Schuimbekken
‘Zullen we weer met die feuten gaan fusbussen?’, vroeg Kees verlekkerd aan zijn huisgenoot. Sander viste twee flesjes Brouwmeester uit het krat waar hij op zat en plopte met het ene flesje de andere open. De dop vloog tegen de schuine wand van zijn riante zolderkamer. ‘Fuckaduck, een nieuw record, zet jij effe een streepje Kees?’ De lange roeier viste een stift uit zijn gele overall en trok op ooghoogte een lijntje. ‘Bart en de Slak komen langs met een groepje introkindjes’, zei Sander, ‘en als dat weer net zulke nerds zijn als vorig jaar, is er lekker veel bier voor ons.’ ‘Ja fantastisch, zuipen op kosten van de TUE, heb je het bonnetje bewaard?’
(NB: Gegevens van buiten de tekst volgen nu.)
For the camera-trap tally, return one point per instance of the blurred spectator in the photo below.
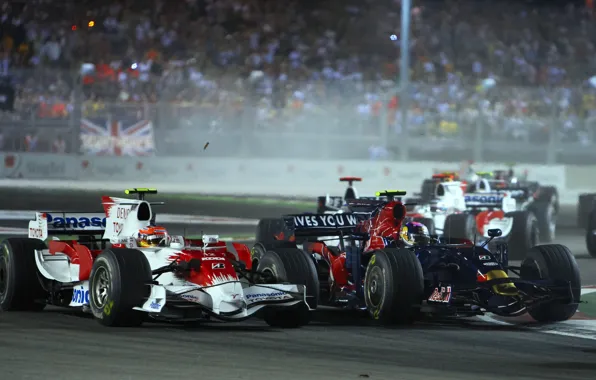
(292, 61)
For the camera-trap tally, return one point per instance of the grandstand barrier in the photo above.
(299, 178)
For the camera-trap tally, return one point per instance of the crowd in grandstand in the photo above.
(507, 60)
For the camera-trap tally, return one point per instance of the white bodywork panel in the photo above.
(448, 201)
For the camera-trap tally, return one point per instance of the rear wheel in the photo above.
(429, 223)
(293, 266)
(393, 286)
(119, 281)
(546, 219)
(524, 234)
(20, 289)
(554, 262)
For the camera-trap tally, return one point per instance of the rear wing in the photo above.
(62, 223)
(323, 224)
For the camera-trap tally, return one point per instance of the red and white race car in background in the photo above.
(106, 273)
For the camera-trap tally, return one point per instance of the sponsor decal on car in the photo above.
(74, 221)
(441, 295)
(80, 297)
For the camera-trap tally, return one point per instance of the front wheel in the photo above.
(119, 281)
(294, 266)
(393, 286)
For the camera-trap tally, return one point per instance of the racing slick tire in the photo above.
(524, 234)
(591, 234)
(553, 262)
(428, 222)
(119, 281)
(585, 205)
(393, 286)
(20, 288)
(293, 266)
(546, 215)
(460, 226)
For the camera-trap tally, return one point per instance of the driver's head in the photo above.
(415, 233)
(152, 236)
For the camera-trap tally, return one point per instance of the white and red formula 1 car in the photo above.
(107, 273)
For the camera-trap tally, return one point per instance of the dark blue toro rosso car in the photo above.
(361, 260)
(463, 279)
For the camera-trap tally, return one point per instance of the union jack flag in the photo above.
(101, 137)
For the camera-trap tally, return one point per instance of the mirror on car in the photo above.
(495, 232)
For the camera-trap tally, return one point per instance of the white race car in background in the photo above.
(454, 213)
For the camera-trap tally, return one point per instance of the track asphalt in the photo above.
(58, 344)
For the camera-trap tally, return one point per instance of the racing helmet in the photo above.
(415, 233)
(153, 236)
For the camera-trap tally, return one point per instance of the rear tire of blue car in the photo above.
(394, 286)
(20, 288)
(119, 281)
(293, 266)
(553, 262)
(524, 234)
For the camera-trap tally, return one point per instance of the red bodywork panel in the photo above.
(386, 224)
(211, 259)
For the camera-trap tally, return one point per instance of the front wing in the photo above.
(227, 301)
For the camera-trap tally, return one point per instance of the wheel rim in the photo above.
(375, 288)
(3, 272)
(101, 287)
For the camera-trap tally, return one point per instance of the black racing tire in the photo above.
(524, 234)
(125, 275)
(546, 219)
(429, 223)
(553, 262)
(20, 287)
(591, 234)
(585, 205)
(394, 286)
(293, 266)
(460, 226)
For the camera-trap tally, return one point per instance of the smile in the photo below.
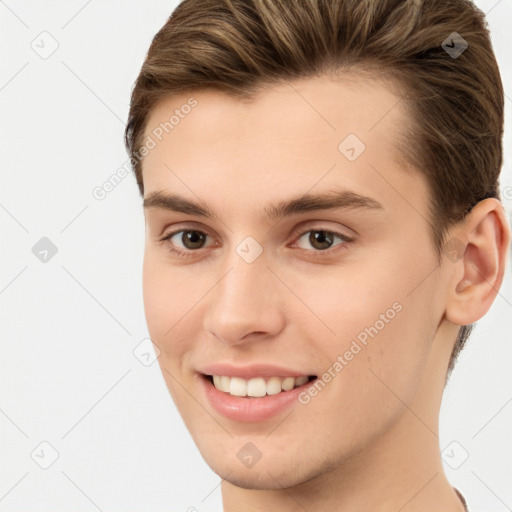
(258, 386)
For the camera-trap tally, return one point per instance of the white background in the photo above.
(68, 374)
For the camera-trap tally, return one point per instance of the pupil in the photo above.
(192, 237)
(321, 237)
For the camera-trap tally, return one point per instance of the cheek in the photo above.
(165, 304)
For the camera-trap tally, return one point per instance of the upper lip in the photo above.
(250, 371)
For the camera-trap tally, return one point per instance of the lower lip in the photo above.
(246, 409)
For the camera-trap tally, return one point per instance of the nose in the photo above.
(245, 304)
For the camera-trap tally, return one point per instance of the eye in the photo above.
(323, 239)
(185, 242)
(191, 239)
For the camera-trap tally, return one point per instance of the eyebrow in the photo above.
(332, 199)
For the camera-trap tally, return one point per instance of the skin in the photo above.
(369, 440)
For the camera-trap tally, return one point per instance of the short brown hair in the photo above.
(456, 102)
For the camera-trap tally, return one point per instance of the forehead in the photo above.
(311, 133)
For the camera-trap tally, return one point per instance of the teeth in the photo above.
(258, 386)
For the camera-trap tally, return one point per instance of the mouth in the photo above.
(257, 387)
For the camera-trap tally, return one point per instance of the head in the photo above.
(242, 106)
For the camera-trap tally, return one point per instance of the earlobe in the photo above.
(480, 267)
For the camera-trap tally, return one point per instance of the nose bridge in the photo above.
(240, 302)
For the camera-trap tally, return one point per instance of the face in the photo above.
(307, 256)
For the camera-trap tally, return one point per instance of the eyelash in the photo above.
(314, 253)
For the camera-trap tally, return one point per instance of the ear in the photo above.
(478, 249)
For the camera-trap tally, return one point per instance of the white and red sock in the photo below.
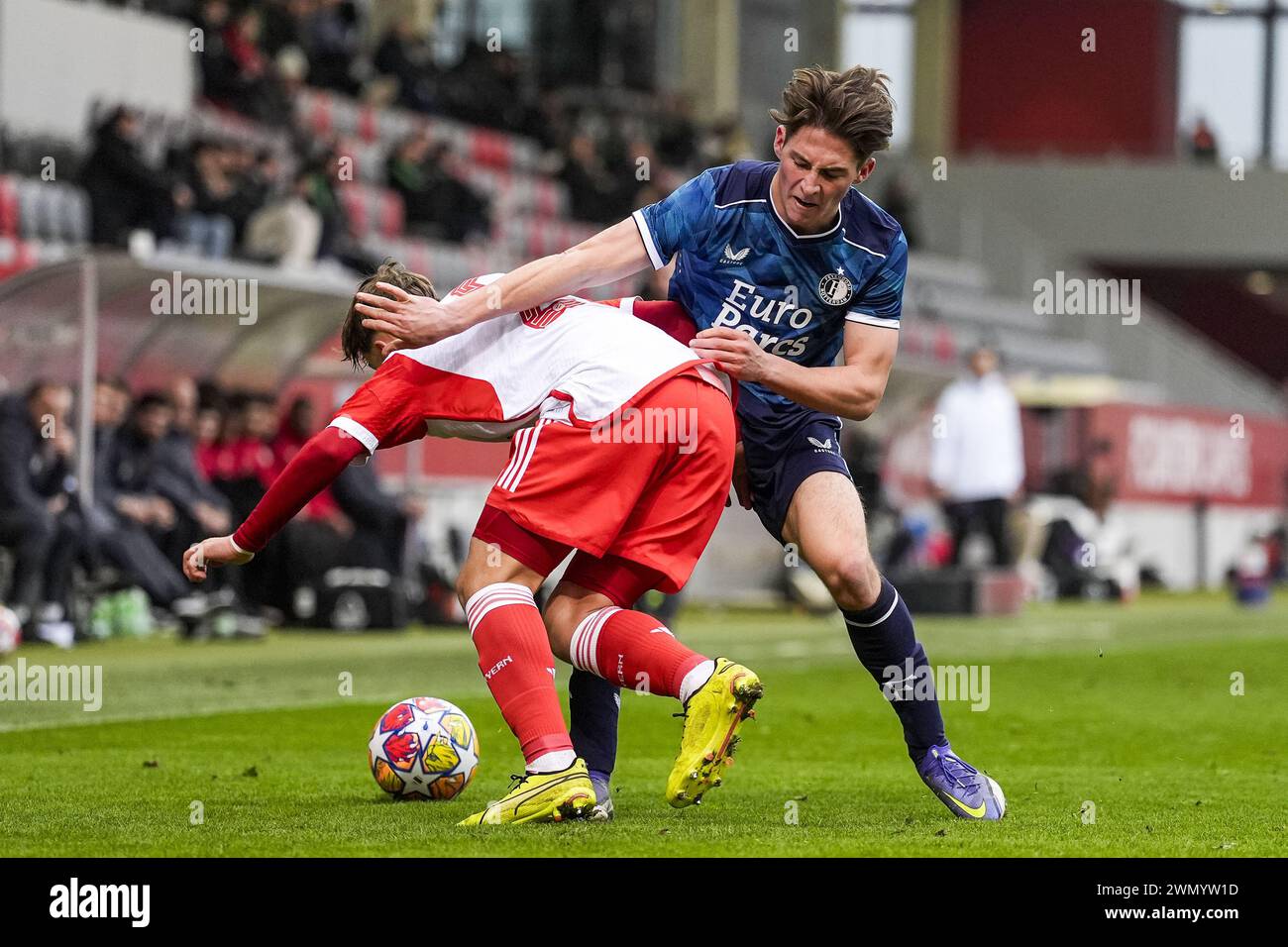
(635, 650)
(519, 669)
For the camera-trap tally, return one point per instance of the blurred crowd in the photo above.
(233, 198)
(172, 467)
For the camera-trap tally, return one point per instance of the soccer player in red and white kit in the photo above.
(638, 510)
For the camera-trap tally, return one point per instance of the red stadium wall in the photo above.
(1181, 455)
(1026, 88)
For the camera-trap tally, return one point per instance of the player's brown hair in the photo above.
(356, 341)
(855, 106)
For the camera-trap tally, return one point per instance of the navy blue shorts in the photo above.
(781, 451)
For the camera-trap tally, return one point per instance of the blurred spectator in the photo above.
(977, 462)
(900, 204)
(380, 522)
(207, 224)
(437, 202)
(287, 231)
(125, 193)
(134, 526)
(591, 193)
(331, 43)
(318, 185)
(404, 55)
(38, 519)
(178, 478)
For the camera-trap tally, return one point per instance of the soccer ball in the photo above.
(423, 748)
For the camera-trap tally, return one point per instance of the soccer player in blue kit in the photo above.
(782, 265)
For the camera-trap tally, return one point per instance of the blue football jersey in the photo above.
(741, 265)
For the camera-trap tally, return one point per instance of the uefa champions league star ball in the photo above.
(423, 748)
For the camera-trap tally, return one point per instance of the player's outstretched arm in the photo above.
(415, 321)
(320, 462)
(851, 390)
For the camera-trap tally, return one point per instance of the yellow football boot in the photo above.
(711, 719)
(541, 797)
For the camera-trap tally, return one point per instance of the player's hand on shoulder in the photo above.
(413, 321)
(733, 352)
(217, 551)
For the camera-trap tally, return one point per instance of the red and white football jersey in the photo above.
(572, 360)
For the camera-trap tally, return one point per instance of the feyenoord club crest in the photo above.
(835, 287)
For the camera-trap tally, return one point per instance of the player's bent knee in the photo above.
(853, 579)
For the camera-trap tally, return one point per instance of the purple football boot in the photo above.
(966, 791)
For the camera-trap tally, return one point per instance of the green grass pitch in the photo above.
(1126, 707)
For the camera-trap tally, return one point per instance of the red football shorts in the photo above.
(638, 493)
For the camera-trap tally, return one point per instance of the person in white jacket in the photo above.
(977, 459)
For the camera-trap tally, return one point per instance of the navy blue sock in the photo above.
(887, 644)
(593, 705)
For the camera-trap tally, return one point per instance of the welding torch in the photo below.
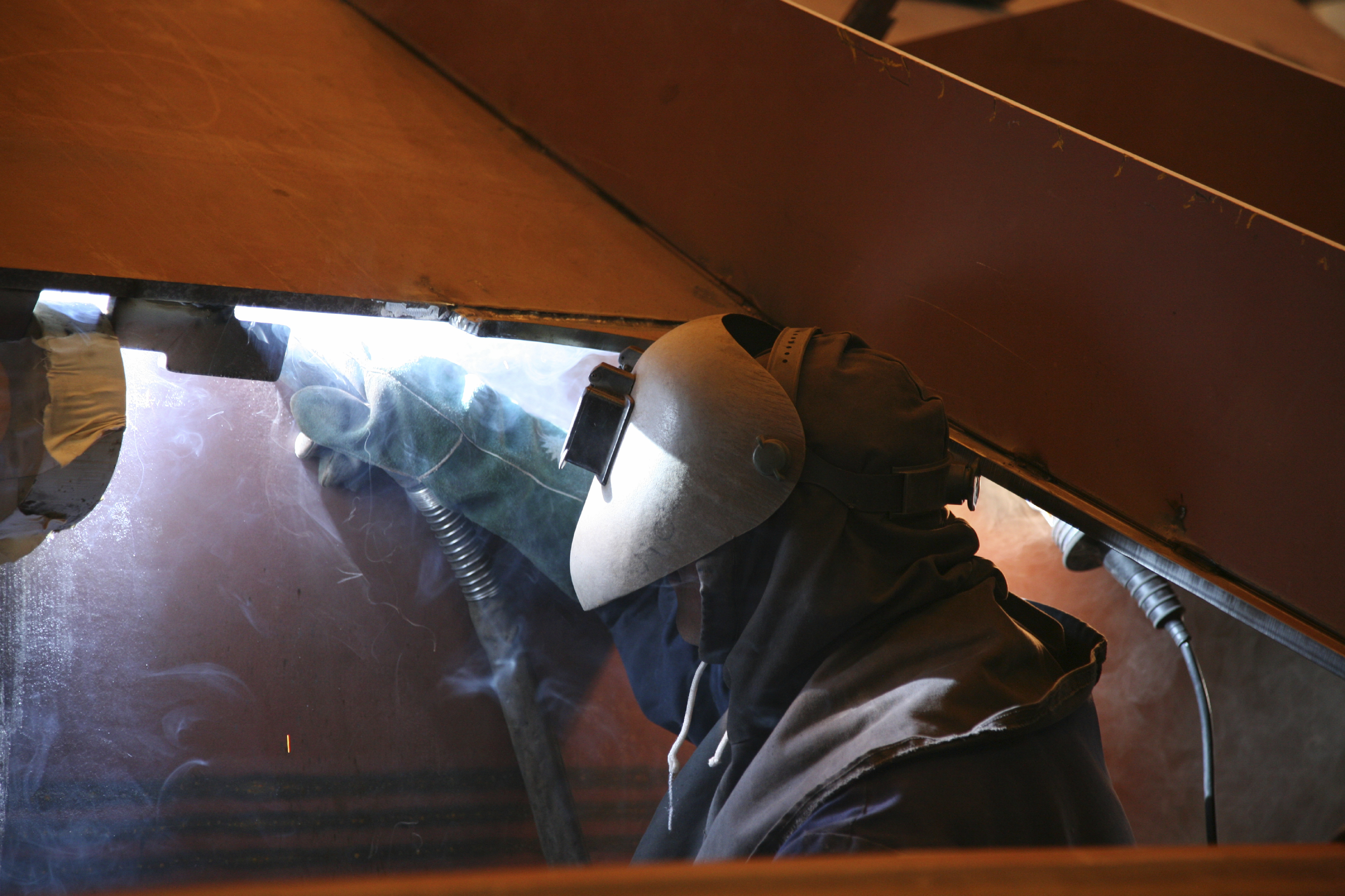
(512, 676)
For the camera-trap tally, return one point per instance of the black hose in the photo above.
(1164, 610)
(534, 745)
(1207, 724)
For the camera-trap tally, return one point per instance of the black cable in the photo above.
(1207, 723)
(1164, 610)
(1160, 603)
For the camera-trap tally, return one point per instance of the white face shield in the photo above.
(705, 447)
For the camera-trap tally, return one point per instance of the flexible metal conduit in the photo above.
(1164, 608)
(534, 745)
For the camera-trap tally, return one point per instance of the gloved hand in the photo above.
(476, 451)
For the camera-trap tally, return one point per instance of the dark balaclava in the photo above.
(780, 598)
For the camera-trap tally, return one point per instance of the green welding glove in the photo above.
(433, 423)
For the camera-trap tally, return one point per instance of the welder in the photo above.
(762, 518)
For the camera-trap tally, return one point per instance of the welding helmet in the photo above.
(696, 442)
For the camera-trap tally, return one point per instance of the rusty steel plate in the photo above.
(230, 152)
(1165, 353)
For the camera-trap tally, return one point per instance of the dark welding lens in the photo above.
(596, 431)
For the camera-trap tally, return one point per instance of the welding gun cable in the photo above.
(1207, 724)
(1164, 608)
(1160, 604)
(534, 743)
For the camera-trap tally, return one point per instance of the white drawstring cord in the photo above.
(719, 751)
(674, 763)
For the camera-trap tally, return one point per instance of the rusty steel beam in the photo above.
(1167, 353)
(1304, 870)
(1235, 120)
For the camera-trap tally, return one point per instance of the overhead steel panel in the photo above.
(264, 152)
(1156, 351)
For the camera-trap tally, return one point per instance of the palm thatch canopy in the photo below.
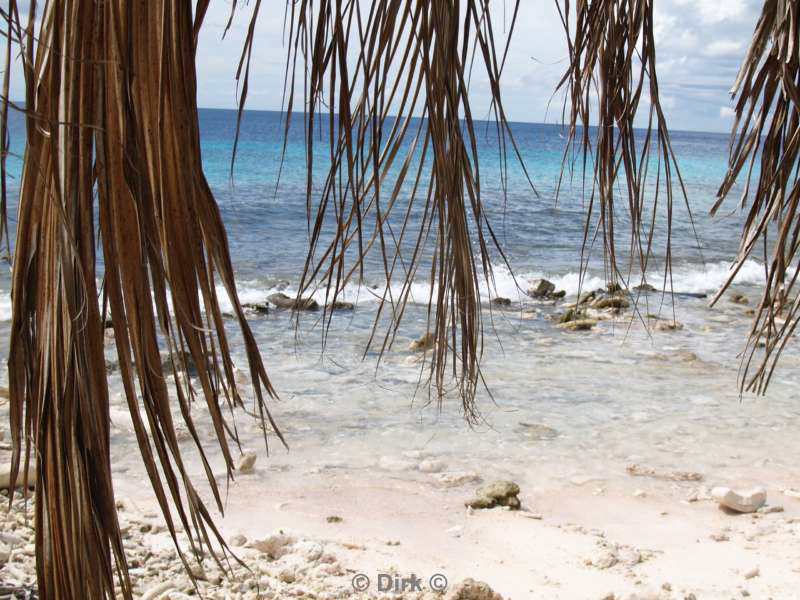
(113, 147)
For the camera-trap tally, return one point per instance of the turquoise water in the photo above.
(618, 394)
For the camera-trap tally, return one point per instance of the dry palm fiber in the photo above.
(411, 59)
(612, 70)
(766, 134)
(112, 125)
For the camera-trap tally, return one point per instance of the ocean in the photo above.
(561, 408)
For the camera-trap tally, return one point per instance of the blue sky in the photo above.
(700, 44)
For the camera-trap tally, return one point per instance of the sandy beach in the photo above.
(644, 539)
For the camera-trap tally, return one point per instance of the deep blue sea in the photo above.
(618, 392)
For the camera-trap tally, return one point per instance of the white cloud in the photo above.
(716, 11)
(722, 48)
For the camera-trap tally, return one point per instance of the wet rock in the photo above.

De Slak en Bart zaten ondertussen met hun groepje aanstaande informatici in café de Schuimkraag. Ze hadden het dit jaar wonderbaarlijk goed getroffen. Ze hadden maar twee jongetjes met donssnorretjes en vierkante brilletjes en maar één geheelonthouder. ‘Snor, negen bier en één cola’, riep de Slak naar de barman. ‘Waarom doet jouw kroeg niet mee aan de kroegentocht Snor?’ ‘Ik houd mijn etablissement liever exclusief’, was het antwoord. De Slak keek even naar de inrichting van zijn stamkroeg. De designer-krassen in de bar, de geraffineerde mix van notendoppen en peuken op de vloer. ‘Ah ja, ik begrijp het. Mannen, zullen we eens aankarren naar onze rondleiding in een authentiek Eindhovens studentenhuis.’ Buiten stond een kluitje fietsen aan een lantaarnpaal, zes nieuwe en twee hele oude wrakken. ‘Bij wie kan ik achterop’, vroegen Bart en de Slak tegelijk. Na één intro rondgefietst te hebben met introgangers achterop die zelf geen fiets hadden, was het voor de twee vrienden een sport geworden om tijdens intro’s nooit zelf te hoeven fietsen.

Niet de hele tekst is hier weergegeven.